It's unfortunate that Nissan did so poorly with the deployment of the initial
Leafs. I love ours, and would buy another one, except that every aspect of the
buying experience has put me off ever buying another Nissan ever again. I'll
repeat: I'll never buy another Nissan.

Pre-ordering one was easy enough. After that, the experience went downhill.
There were some production delays due to the tsunami, but they were going to
have delays anyway, tsunami or not. I'll let that slide, it's a radically
different car, things didn't go as planned; whatever. Finally the cars are
being delivered. Months go by, and despite having pre-ordered on the first
day, no Leaf in my driveway. Then I find out via online forums that people who
ordered months after I did are picking up their car. That's completely
unacceptable, but whatever, it's just a car.
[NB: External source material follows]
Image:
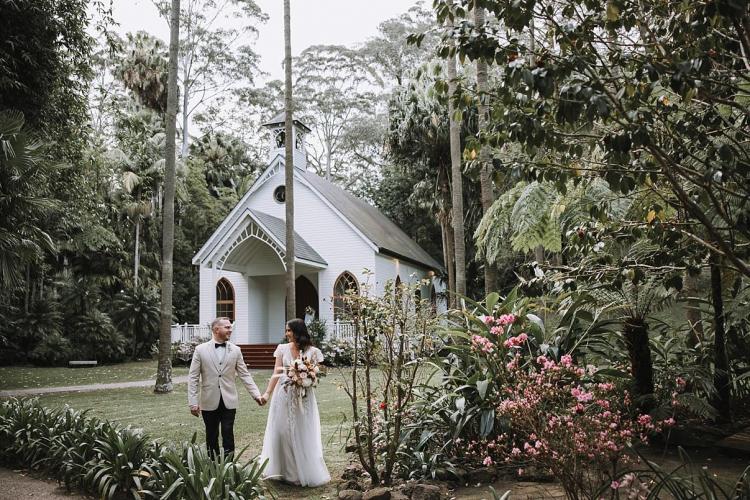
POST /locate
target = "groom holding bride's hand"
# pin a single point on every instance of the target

Eighteen months after I entered the initial pre-order, the car arrives and
we're off to the dealership. That was probably the final straw for any future
Nissan purchases. Despite having arranged a time to pick it up, and having
waited eighteen months for the car, we shake hands with the salesman
and...wait. After nearly an hour of standing around the dealership drooling
over the GT, we are finally deemed worthy of the privilege of receiving the
car. After the usual BS with the finance guy, we drive off.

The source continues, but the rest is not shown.